What the savviest investors know about Ulta Beauty stock

Beginning with Thanksgiving and running through Christmas, this holiday season will mark the first time since the start of the pandemic that people will travel and gather in person with virtually no mandatory restrictions.

While people can still choose to mask up or socially distance from others, most people seem to have moved on. Along with a workforce that is increasingly returning to the office, there is a surge in demand for cosmetics, beauty products and salon services.

That’s why the beauty industry is one of the best performing market segments, and why Ulta Beauty (ULTA) 1.05%)which is currently trading near all-time highs, should be on your investing radar.

Person applying lipstick.

Image source: Getty Images.

The power of personal interaction.

The pandemic wrecked the retail market for those businesses unfortunate enough not to earn the distinction of being an “essential business.” Lockdowns, remote work opportunities and the inability to have face-to-face contact meant there was little need for makeup and grooming.

A reopened economy has changed that dynamic. Even with a potential recession looming in the new year, the industry is showing why it sees itself as resilient to such shocks. The Lipstick Effect should lead to Ulta, Coti, estee lauder (THE -0.68%)and even Olaplex holdings ahead for some time to come.

Coined by Leonard Lauder of Estée Lauder, the lipstick effect was first defined during the market crash caused by the dot-com bubble and the 9/11 market crash. He suggests that companies like beauty care brands shine in tough times because consumers who can’t afford real luxury products turn instead to smaller indulgences like lipstick.

ULTA chart

ULTA data by YCharts

In fact, over the two-year period of 2009-2010, Ulta’s stock value quadrupled (Estée Lauder’s stock increased 171%) as sales rose 34% and profits nearly tripled. And year-to-date, Ulta’s revenue is up 76% over the same period in 2020, while earnings per share have skyrocketed from $0.08 per share two years ago to $17.35 per share this year.

A stock that gets cheaper as it goes up

While not a luxury brand, Ulta still has significant pricing power, which has boosted its bottom line without impacting customer demand. Despite raising prices this year to help offset the impact of inflation, same-store sales rose nearly 15% in the third quarter, although they enjoyed an increase of nearly 26% last year.

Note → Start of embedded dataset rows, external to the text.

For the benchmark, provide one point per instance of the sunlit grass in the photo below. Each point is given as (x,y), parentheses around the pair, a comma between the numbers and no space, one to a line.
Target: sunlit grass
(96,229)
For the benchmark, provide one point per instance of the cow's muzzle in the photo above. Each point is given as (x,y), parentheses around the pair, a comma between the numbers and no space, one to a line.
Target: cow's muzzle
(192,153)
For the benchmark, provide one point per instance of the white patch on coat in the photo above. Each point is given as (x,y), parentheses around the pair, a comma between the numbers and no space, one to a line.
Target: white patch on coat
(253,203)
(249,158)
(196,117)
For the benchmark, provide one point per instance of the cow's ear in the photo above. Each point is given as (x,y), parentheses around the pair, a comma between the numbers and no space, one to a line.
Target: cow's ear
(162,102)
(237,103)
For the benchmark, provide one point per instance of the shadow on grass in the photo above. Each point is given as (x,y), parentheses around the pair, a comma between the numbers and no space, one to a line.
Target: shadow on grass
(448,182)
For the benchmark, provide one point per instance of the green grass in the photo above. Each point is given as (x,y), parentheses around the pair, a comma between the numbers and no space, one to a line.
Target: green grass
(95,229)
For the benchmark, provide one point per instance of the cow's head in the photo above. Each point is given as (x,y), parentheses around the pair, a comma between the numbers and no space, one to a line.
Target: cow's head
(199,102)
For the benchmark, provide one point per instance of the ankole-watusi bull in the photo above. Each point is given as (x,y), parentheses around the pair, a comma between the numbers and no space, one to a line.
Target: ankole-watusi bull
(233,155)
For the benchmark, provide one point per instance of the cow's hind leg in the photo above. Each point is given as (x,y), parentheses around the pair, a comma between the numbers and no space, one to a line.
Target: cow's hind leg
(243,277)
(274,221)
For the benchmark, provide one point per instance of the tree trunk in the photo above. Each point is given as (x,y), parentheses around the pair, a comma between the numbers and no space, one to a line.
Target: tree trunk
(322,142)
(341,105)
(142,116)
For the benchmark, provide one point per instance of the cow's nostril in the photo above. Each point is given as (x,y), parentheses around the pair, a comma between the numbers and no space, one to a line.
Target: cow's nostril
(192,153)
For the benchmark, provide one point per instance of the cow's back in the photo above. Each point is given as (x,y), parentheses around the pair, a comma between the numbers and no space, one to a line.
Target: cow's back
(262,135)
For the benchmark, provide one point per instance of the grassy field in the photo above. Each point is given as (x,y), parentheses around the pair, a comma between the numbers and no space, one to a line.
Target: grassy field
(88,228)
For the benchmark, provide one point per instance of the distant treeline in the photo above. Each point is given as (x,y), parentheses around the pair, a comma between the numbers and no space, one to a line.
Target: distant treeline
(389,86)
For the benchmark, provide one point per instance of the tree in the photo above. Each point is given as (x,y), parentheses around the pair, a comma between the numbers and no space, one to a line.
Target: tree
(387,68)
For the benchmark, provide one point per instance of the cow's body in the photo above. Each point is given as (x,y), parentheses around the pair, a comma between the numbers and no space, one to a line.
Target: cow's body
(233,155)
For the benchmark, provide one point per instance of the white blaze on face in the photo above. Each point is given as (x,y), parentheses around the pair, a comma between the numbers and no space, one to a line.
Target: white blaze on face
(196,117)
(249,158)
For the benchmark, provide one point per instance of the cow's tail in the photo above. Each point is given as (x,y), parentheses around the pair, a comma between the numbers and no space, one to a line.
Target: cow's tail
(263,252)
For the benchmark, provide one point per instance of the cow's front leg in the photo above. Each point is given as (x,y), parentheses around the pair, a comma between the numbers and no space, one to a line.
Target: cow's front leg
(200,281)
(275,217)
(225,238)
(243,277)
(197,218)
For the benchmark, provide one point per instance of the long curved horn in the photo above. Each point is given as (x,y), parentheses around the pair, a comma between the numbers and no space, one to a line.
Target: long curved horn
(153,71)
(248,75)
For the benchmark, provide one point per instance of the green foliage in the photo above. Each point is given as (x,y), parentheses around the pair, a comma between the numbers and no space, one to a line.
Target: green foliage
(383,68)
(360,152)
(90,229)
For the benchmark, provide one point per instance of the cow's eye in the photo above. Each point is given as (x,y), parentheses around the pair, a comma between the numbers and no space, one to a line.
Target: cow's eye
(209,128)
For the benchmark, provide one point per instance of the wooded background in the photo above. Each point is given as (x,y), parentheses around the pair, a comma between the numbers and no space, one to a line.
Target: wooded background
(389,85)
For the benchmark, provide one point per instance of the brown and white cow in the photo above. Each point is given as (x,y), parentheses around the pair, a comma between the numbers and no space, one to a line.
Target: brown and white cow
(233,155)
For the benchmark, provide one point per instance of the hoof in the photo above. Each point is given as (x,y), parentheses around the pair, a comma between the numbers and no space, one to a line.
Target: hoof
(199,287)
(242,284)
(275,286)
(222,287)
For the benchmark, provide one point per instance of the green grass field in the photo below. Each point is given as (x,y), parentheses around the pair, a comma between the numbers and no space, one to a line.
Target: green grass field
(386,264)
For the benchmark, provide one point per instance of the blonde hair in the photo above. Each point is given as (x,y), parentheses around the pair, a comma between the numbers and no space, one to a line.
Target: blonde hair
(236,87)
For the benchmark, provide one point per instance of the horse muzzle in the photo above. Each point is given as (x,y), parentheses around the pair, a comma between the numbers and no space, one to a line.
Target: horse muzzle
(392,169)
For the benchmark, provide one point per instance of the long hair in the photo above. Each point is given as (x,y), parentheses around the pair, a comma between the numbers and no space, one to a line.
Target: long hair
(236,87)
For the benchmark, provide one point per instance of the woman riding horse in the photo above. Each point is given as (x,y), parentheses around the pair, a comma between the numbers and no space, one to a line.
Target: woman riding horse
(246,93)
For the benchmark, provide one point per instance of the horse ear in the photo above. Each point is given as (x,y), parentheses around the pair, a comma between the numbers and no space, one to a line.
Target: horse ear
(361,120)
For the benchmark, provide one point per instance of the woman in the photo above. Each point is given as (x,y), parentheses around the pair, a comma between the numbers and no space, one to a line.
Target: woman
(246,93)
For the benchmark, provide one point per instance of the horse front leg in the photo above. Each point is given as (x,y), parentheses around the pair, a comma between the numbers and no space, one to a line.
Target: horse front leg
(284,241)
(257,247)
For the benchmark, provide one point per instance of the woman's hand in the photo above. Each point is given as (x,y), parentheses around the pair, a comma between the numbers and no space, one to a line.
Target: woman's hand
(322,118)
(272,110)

That kind of consumer response allows Ulta to keep opening new stores without fear of cannibalizing existing store sales or margins. The beauty care retailer has opened 35 new locations so far in 2022, but its gross margin increased by 160 basis points to 41.2% of sales compared to 39.6% in the year last.

Despite this growth, Ulta Beauty’s valuation has remained strong and has actually gotten cheaper over time. Though shares have quadrupled over the past decade, the retailer’s price-earnings ratio has halved, underscoring the power Ulta’s earnings growth has in this business.

ULTA chart

ULTA data by YCharts

The last stock market downturn

Ulta is currently trading at 19 times next year’s earnings estimates. Although Wall Street believes it will grow profits at a slower rate in the next five years than in the previous five, this shows that the beauty retailer is actually reasonably priced.

The stock is also trading for 25 times the free cash flow (FCF) it produces, which isn’t a discount at all, but it is producing nearly $1 billion of FCF on an ongoing basis, a figure that has been growing steadily with time.

Ulta Beauty has proven that it can work through thick and thin, and that should brighten any investor’s portfolio.

Rich Duprey does not have a position in any of the listed stocks. The Motley Fool has ratings and recommends Ulta Beauty. The Motley Fool has a disclosure policy.